Even under existing law, New York trial courts have approved adoptions like Joseph’s in situations involving both voluntary and compensated surrogacy agreements. The Appellate Division’s careful analysis of the law made clear that the arrangement between Joseph and his gestational surrogate was not, as Judge Hunt stated, “patently illegal” — a conclusion Justice Scheinkman found to be “clearly erroneous.” Joseph’s petition, the appeals panel found, was not an action to “enforce” the surrogacy agreement. No such enforcement was needed since the surrogate already waived parental rights and consented to the adoption.

The Appellate Division also found no basis for Hunt’s finding that a biological father may not adopt his own child. Hunt had asserted that the adoption “would confer rights upon a parent which already existed.” Scheinkman pointed out the error there. Since only the surrogate’s name is on John’s birth certificate, she was the only legal parent.

“Here,” Scheinkman wrote, “the appellant, an otherwise qualified ‘adult unmarried person,’ seeks to adopt a child in order to gain legal and social recognition for the parent/ child relationship already existing between himself and the child. The Family Court disallowed it on the ground that there is no authority for a parent to adopt his or her biological child. We disagree.”

Nothing in the adoption statute precludes Joseph’s adoption of John, and Scheinkman cited several unusual cases where courts approved adoptions of children by their biological fathers.

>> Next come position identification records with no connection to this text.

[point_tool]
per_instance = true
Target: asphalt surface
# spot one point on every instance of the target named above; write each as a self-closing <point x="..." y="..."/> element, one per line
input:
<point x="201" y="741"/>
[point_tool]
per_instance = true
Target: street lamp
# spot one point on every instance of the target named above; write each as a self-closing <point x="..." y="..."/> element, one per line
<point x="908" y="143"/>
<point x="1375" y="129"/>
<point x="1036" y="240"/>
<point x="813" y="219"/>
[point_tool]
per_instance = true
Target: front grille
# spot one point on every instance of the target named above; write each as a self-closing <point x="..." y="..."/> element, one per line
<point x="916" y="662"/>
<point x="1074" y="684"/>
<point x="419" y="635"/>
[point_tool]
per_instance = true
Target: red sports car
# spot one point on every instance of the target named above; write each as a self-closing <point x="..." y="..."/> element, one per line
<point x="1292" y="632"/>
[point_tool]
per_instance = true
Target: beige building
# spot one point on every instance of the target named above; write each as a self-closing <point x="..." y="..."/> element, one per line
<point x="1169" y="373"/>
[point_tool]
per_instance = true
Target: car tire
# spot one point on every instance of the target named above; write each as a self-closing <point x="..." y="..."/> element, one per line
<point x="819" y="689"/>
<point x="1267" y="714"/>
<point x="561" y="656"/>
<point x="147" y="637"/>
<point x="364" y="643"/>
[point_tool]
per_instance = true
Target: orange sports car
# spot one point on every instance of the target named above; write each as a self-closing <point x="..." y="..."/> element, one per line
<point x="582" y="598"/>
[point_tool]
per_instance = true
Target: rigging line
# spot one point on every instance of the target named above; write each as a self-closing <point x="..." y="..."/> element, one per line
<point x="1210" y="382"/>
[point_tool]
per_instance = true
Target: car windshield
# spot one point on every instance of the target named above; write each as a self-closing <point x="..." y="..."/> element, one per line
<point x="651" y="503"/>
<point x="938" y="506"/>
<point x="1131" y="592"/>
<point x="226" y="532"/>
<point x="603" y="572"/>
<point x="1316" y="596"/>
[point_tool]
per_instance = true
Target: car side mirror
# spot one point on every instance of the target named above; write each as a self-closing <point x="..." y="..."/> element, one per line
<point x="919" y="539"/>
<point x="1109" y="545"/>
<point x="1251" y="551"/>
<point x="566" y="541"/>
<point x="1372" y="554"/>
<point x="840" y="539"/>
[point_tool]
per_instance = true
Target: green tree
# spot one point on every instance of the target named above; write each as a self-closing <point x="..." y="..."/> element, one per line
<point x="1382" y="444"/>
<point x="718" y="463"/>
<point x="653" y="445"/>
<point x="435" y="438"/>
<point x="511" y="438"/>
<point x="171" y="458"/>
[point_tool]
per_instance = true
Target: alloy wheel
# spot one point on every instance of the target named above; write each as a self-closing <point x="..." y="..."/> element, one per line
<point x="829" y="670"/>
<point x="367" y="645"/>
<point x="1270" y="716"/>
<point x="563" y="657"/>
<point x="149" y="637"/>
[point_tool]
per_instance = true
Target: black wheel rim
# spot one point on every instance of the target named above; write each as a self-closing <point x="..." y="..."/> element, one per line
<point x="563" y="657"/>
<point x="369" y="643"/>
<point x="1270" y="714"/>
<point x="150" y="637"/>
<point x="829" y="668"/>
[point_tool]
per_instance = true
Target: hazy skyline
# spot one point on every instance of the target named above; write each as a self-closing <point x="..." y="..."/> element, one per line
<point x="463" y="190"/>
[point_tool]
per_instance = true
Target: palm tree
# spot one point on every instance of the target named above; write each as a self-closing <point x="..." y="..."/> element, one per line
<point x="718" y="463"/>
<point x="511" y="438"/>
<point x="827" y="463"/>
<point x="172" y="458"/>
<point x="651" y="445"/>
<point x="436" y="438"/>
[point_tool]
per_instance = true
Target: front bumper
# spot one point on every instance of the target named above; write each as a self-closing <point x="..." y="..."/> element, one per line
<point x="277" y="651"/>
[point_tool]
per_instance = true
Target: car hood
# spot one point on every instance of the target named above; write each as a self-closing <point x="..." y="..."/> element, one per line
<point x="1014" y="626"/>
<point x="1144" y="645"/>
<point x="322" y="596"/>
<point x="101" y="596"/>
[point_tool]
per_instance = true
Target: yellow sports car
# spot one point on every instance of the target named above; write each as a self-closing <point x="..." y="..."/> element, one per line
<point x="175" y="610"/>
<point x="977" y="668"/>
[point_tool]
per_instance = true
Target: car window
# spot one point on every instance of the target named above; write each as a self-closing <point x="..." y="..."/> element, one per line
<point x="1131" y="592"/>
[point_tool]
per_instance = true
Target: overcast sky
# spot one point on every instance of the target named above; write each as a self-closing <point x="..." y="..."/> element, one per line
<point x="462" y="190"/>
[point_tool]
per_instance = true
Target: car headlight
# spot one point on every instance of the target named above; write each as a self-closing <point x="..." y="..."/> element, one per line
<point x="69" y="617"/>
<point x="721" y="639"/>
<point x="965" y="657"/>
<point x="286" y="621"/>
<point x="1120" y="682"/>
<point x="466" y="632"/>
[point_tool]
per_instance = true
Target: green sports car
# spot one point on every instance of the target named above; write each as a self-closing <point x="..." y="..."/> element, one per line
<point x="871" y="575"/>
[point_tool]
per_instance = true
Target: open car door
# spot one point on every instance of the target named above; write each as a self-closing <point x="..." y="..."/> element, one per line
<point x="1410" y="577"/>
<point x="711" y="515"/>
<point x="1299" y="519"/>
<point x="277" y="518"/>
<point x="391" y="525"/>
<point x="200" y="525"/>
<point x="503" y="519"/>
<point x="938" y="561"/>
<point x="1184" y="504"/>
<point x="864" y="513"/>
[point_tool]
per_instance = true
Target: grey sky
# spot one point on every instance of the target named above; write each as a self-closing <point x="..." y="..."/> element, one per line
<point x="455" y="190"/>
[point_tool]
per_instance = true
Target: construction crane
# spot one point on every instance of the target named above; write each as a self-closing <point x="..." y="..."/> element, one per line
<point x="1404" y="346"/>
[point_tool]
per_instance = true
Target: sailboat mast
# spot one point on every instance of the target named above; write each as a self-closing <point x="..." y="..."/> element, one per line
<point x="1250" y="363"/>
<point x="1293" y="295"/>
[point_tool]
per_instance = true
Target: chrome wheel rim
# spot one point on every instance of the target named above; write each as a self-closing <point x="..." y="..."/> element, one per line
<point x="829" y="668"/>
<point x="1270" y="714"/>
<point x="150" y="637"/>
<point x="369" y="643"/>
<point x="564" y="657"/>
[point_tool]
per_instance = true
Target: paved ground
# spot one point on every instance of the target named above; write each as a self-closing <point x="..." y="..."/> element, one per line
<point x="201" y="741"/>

While conceding that “the issue we consider here is relatively novel and there is little by way of precedent,” the court stated that what cases there were supported allowing the adoption.

“The appellant, at present, has no legal relationship with the child,” observed the court, and the gestational mother did not seek to have a legal parental relationship with John. “Thus, an adoption of this child by the appellant would create a legal parent-child relationship where none previously existed, while severing a legal relationship with the gestational mother that exists solely as a legal abstraction with no physical or emotional manifestation.”

Joseph could, alternatively, pursue an order of filiation, based on proof that he is the biological father, but that route, Scheinkman wrote, would be a “shallow remedy,” since it would impose on Joseph only some of the obligations of parenthood while not providing him “with judicial authorization to make decisions on behalf of the child” that a parent would ordinarily make. He would then have to initiate a custody proceeding, a time-consuming process where the “ostensible adverse party would be the gestational surrogate who had already renounced her own tie to the child.”

The court concluded that allowing a biological parent to adopt a child born through gestational surrogacy “complies with the purpose of the adoption statute and should be permitted where, as in all adoption cases generally, the proposed adoption is in the best interests of the child.”